For this reason, it can be tricky to work on the runtime for a model with the same model. This really feels like an accidental problem, but I'm not sure if it's really solvable without abandoning the text representations altogether (and the jinja abstraction along with it).

link

lifis 34 days ago

Surely one can just escape the input, no? Seems astonishing if someone isn't doing that

link

maxbond 34 days ago

The escape algorithm here is very simple, you remove special tokens from the runtime tokenizer's vocabulary so that it's forced to encode them as multiple non-special tokens. (That doesn't actually mean the LLM won't treat them as special tokens though, so this isn't sufficient on it's own.)

link

bashbjorn 34 days ago

Cool technique, but I'm not sure I'd call it simple.

Doing this means that you can't just tokenize the string output of the chat template as one big string. You might need to tokenize things separately, and combine them after.

link

sebastianmestre 33 days ago

If you want the token sequence, you ought to avoid discarding it when you produce the string output. This is because, even ignoring special tokens, different token sequences map to the same strings.

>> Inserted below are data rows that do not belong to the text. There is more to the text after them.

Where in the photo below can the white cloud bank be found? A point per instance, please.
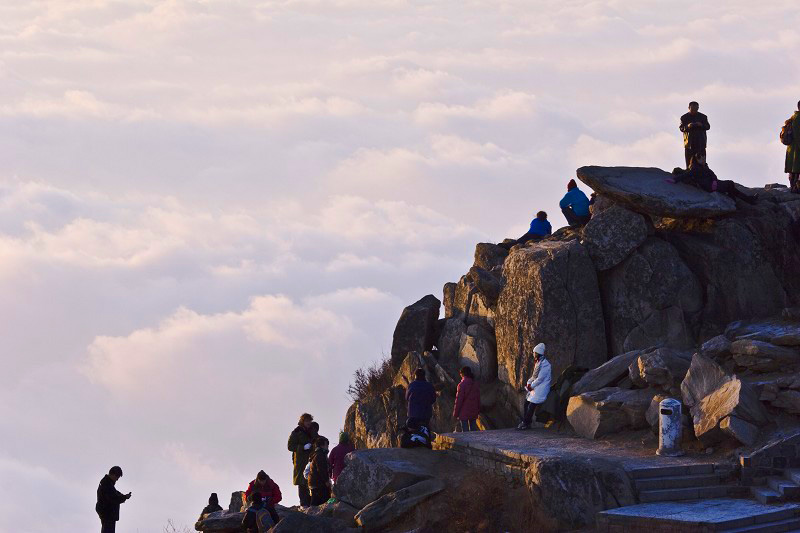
(212, 213)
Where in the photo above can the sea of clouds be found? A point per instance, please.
(212, 212)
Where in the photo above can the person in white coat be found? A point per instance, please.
(537, 386)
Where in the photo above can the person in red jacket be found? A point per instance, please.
(269, 492)
(338, 453)
(468, 401)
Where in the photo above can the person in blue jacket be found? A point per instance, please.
(420, 397)
(575, 205)
(540, 228)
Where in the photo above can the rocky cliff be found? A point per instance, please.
(659, 270)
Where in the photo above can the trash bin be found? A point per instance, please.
(670, 428)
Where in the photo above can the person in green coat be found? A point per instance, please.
(300, 444)
(793, 153)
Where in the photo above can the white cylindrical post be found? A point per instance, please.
(670, 428)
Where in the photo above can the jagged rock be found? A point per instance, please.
(486, 284)
(572, 490)
(478, 350)
(609, 410)
(703, 377)
(607, 374)
(762, 356)
(389, 507)
(613, 234)
(339, 510)
(735, 427)
(369, 474)
(716, 347)
(550, 296)
(297, 522)
(733, 397)
(415, 331)
(651, 299)
(646, 190)
(661, 368)
(489, 256)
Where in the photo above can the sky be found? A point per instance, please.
(212, 212)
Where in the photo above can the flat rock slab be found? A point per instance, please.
(722, 513)
(646, 191)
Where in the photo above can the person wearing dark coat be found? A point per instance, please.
(702, 177)
(109, 500)
(300, 444)
(319, 475)
(792, 166)
(694, 126)
(338, 453)
(420, 398)
(468, 401)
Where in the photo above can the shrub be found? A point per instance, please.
(371, 381)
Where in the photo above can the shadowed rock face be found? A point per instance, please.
(645, 190)
(551, 296)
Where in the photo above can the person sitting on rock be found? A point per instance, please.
(575, 205)
(267, 490)
(212, 507)
(300, 445)
(468, 401)
(702, 177)
(539, 229)
(537, 387)
(338, 453)
(420, 398)
(319, 476)
(260, 516)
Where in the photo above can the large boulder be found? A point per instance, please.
(703, 377)
(646, 190)
(609, 410)
(369, 474)
(733, 398)
(607, 374)
(613, 234)
(390, 507)
(551, 296)
(760, 356)
(416, 329)
(651, 299)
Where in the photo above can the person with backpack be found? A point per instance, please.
(338, 453)
(259, 516)
(109, 500)
(537, 386)
(420, 398)
(468, 401)
(268, 491)
(319, 475)
(790, 136)
(575, 206)
(694, 126)
(300, 444)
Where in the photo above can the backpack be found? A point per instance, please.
(787, 132)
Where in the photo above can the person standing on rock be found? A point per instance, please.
(468, 401)
(694, 126)
(109, 500)
(338, 453)
(575, 205)
(300, 445)
(537, 386)
(790, 136)
(319, 478)
(420, 398)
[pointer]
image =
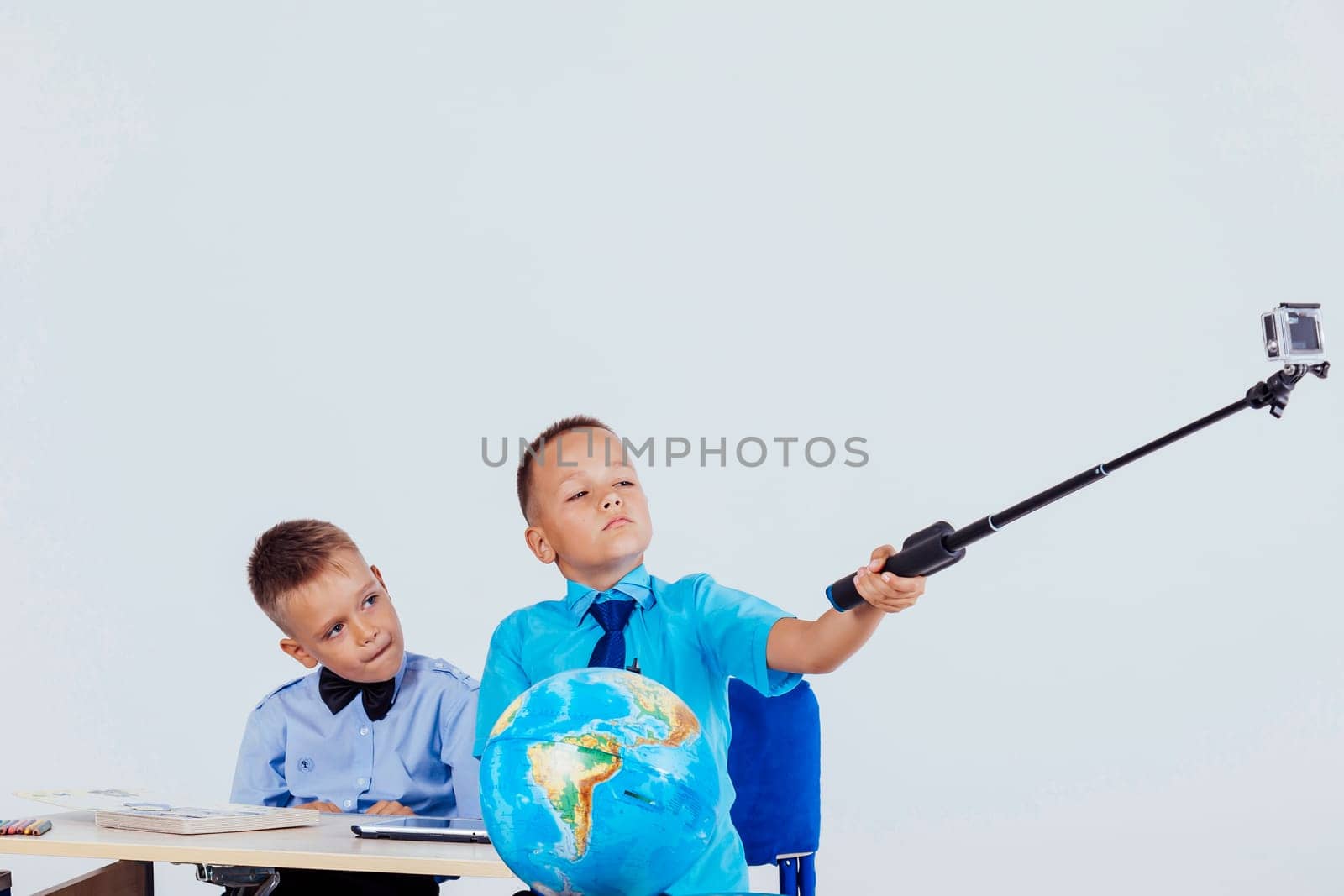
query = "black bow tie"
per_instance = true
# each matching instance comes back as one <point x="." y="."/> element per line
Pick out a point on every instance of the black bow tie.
<point x="338" y="692"/>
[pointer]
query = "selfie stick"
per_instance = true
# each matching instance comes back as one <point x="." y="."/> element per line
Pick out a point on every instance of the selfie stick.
<point x="940" y="546"/>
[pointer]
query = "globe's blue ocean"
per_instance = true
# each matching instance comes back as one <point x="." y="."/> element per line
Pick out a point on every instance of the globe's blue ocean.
<point x="598" y="782"/>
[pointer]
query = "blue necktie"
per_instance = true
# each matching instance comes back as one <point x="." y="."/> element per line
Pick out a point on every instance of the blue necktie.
<point x="611" y="647"/>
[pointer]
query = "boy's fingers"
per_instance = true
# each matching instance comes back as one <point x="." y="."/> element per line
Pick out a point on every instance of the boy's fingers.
<point x="913" y="584"/>
<point x="879" y="557"/>
<point x="873" y="589"/>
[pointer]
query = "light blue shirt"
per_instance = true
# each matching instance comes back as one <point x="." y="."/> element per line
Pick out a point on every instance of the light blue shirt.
<point x="420" y="754"/>
<point x="690" y="634"/>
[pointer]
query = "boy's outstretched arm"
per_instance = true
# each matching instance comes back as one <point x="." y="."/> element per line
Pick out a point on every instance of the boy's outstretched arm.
<point x="811" y="647"/>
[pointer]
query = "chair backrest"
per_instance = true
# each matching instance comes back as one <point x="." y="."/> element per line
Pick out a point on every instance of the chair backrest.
<point x="774" y="762"/>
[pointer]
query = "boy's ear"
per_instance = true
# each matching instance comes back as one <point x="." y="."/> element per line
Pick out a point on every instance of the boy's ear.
<point x="297" y="652"/>
<point x="538" y="544"/>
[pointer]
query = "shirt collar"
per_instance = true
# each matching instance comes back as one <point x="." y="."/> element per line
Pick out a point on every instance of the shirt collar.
<point x="636" y="584"/>
<point x="401" y="673"/>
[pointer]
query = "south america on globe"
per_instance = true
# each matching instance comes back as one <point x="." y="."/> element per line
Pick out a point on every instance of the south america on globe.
<point x="598" y="782"/>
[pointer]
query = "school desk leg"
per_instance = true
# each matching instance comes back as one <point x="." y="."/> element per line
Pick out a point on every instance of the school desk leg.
<point x="118" y="879"/>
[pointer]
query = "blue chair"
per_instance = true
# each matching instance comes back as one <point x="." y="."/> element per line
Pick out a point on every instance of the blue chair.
<point x="774" y="762"/>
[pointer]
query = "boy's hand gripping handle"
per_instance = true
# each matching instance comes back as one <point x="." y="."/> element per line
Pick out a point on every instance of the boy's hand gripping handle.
<point x="922" y="553"/>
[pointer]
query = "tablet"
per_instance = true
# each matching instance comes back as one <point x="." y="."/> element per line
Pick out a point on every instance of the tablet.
<point x="457" y="831"/>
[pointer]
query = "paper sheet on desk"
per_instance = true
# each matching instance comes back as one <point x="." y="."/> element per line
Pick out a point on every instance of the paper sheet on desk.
<point x="104" y="799"/>
<point x="139" y="801"/>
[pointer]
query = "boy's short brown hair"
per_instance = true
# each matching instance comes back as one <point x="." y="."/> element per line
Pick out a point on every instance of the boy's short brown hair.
<point x="537" y="448"/>
<point x="289" y="555"/>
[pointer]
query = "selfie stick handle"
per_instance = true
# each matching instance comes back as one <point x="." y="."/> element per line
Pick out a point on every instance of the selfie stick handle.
<point x="940" y="546"/>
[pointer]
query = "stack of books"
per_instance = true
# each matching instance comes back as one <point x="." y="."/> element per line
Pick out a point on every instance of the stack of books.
<point x="205" y="820"/>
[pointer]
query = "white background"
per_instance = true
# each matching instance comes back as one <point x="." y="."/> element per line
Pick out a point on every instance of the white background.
<point x="266" y="261"/>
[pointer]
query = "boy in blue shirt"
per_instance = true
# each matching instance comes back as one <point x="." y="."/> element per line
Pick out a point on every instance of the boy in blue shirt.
<point x="586" y="513"/>
<point x="378" y="730"/>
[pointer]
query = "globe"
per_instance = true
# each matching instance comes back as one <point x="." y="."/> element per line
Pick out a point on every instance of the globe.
<point x="598" y="782"/>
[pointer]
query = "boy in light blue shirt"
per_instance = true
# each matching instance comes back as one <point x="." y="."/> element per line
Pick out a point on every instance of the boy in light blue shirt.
<point x="376" y="730"/>
<point x="588" y="515"/>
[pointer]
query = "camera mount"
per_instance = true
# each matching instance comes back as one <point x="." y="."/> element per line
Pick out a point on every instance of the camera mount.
<point x="938" y="546"/>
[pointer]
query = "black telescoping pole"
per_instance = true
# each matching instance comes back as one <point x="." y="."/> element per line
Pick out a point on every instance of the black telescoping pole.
<point x="940" y="546"/>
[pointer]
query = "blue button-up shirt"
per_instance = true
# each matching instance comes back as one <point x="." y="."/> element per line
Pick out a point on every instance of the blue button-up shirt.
<point x="420" y="754"/>
<point x="690" y="634"/>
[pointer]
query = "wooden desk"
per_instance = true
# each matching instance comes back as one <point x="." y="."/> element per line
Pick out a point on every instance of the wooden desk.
<point x="328" y="846"/>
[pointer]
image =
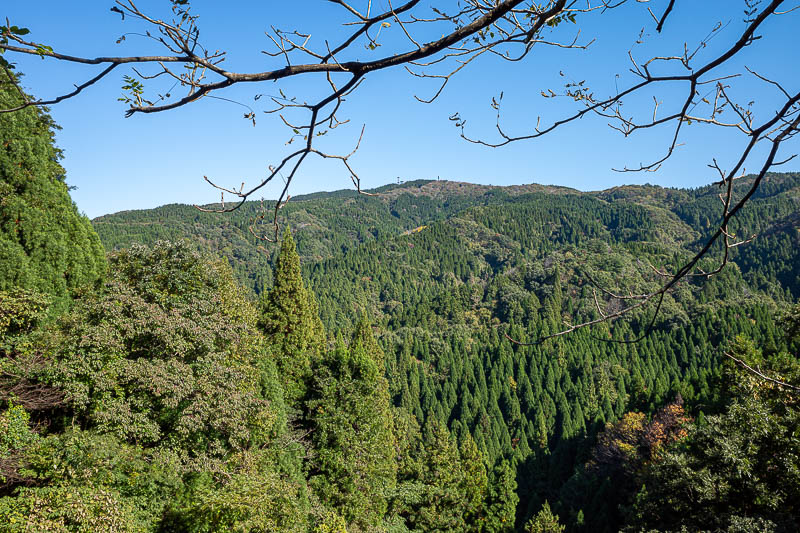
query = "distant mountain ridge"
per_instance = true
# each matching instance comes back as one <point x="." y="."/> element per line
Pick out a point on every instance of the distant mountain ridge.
<point x="330" y="223"/>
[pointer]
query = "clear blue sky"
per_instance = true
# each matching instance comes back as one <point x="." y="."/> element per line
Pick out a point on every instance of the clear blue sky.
<point x="151" y="160"/>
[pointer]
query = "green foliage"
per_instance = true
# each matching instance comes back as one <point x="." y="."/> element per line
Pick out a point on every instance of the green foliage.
<point x="164" y="355"/>
<point x="80" y="509"/>
<point x="256" y="498"/>
<point x="739" y="470"/>
<point x="544" y="522"/>
<point x="20" y="311"/>
<point x="290" y="322"/>
<point x="45" y="244"/>
<point x="355" y="466"/>
<point x="501" y="501"/>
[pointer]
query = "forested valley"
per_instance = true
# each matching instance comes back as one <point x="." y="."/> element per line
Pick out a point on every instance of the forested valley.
<point x="378" y="368"/>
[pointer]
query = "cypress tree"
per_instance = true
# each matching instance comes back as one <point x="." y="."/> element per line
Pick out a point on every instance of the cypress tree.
<point x="353" y="434"/>
<point x="45" y="243"/>
<point x="290" y="321"/>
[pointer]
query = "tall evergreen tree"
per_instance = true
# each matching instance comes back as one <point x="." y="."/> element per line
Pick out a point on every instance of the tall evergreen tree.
<point x="290" y="321"/>
<point x="355" y="463"/>
<point x="45" y="244"/>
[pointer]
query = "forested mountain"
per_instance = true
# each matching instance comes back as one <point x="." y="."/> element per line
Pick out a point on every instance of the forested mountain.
<point x="445" y="270"/>
<point x="379" y="369"/>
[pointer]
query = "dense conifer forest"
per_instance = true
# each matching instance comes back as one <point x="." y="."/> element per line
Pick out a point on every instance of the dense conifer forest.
<point x="378" y="368"/>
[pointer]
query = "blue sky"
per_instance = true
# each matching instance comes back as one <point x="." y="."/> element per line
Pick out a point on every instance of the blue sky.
<point x="150" y="160"/>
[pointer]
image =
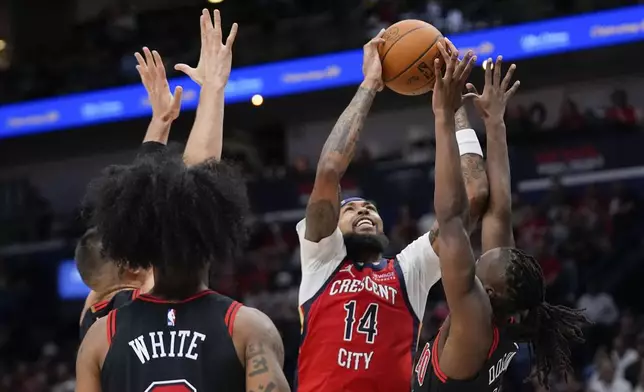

From a space perspective, this is actually better because tokenization tends to compress text quite well. For example, common tokens in English text take up ~4 characters on average (expands to 32 bits), but only take up a fraction of that to store (15-18 bits/token depending on vocabulary size)

In fact it appears that designing the tokens as a text compression encoding is a decent approach, since it's roughly what some LLMs do. For example, early GPT tokenizers followed byte pair encoding to create the vocabulary, which is a text compression algorithm from the 90s.

link

maxbond 33 days ago

Good catch. We'd have to integrate with jinja2 (or similar) and tokenzize as we format the context, so that we know which spans are instructions and which spans are data. Which makes it more complex but still very achievable.

link

bashbjorn 34 days ago

You're right, there must be a good and simple way to do it.

Obviously the prefix-with-backslash convention won't do it. The escaping system could be something like inserting a character on the second position in the text repr, and reversing that on output too if it matches an escaped known special token.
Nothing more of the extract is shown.